State policymakers can facilitate safe use of data in a more privacy-protective manner by calling for the creation of an SLDS in their student privacy legislation. An SLDS can be instrumental for linking data sets across state agencies in one location, which allows for evidence-informed policymaking. For example, Georgia has successfully created an SLDS that both limits duplicative data and increases data safety by letting districts opt-in to use the system.33 The SLDS includes separate data dashboards for district officials, principals, school administrators, and teachers, which allows for limited data to be disclosed to only the people that need to see it. While Georgia’s SLDS was not created through legislation, other states can learn from its success when drafting and refining student privacy legislation.

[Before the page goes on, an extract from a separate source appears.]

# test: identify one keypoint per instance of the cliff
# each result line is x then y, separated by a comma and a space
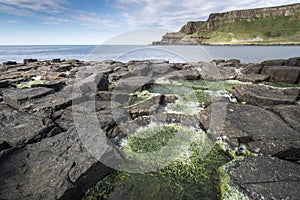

The use of student data in education research can potentially improve student outcomes. By analyzing collected student data, researchers can identify insights that drive improvements in educational policies and practices. However, it is crucial that this data be collected, used, and eventually disposed of with stringent privacy measures in place across the data life cycle. Implementing appropriate policies and precise laws can substantially mitigate risks to privacy. For example, Illinois requires researchers to satisfy FERPA’s studies or audit or evaluation exceptions to data disclosure and meet additional requirements set by the State Boards of Education before gaining access to student data (105 Ill. Comp. Stat. 10/6). Additionally, Texas appropriately facilitates research while placing meaningful limits on data access by requiring researchers requesting access to data submit to a process that determines whether the research needs the requested data elements to answer the research questions.34
These examples illustrate how states can harness the power of education data to support student success and research for evidence-informed policymaking, all while respecting and protecting student privacy. The careful balancing of privacy concerns with the benefits of data use in the educational context is paramount. By creating SLDSs with robust privacy protections and creating meaningful policies governing researcher data access, policymakers can ensure that student data serves its intended purpose of improving educational practices while maintaining the highest standards of privacy.